There’s a world of worry out there, fed by self-interested speculators, which is proving hard to counter. Yet things rarely work out as predicted, and though nobody should be in any doubt about the scale of the economic adjustment still to be made in Western economies, more benign outcomes are still possible. Bigger, advanced economies with their own currencies are better placed to manage their exits than the "pigs".

However, right now, both Washington and London seem gripped by the sort of political paralysis that can indeed prove lethal.
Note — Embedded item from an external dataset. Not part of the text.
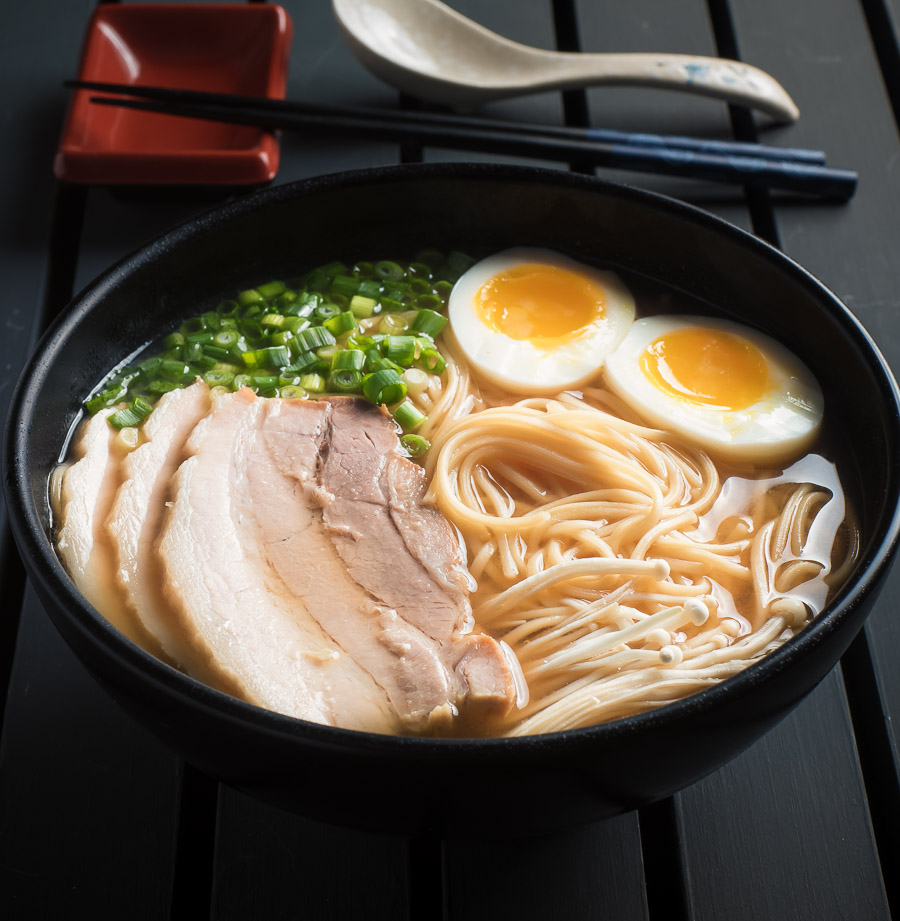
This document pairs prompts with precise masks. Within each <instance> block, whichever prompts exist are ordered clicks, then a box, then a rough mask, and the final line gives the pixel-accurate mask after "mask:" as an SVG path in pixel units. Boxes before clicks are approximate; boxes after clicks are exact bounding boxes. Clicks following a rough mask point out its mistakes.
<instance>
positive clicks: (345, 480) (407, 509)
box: [321, 399, 513, 711]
We should not assume that the sudden loss of market confidence that has afflicted Greece – essentially a developing market economy that should never have been in the euro in the first place – will be confined to the "pigs". The burgeoning size of public indebtedness the world over makes all economies vulnerable.

Even so, this week’s tremors should be seen as more of a warning than the beginning of a fatal endgame. The austerity of tighter fiscal and monetary conditions is coming to all of us. With or without the compliance of policy-makers, the markets will impose it. But it doesn’t have to be a rout.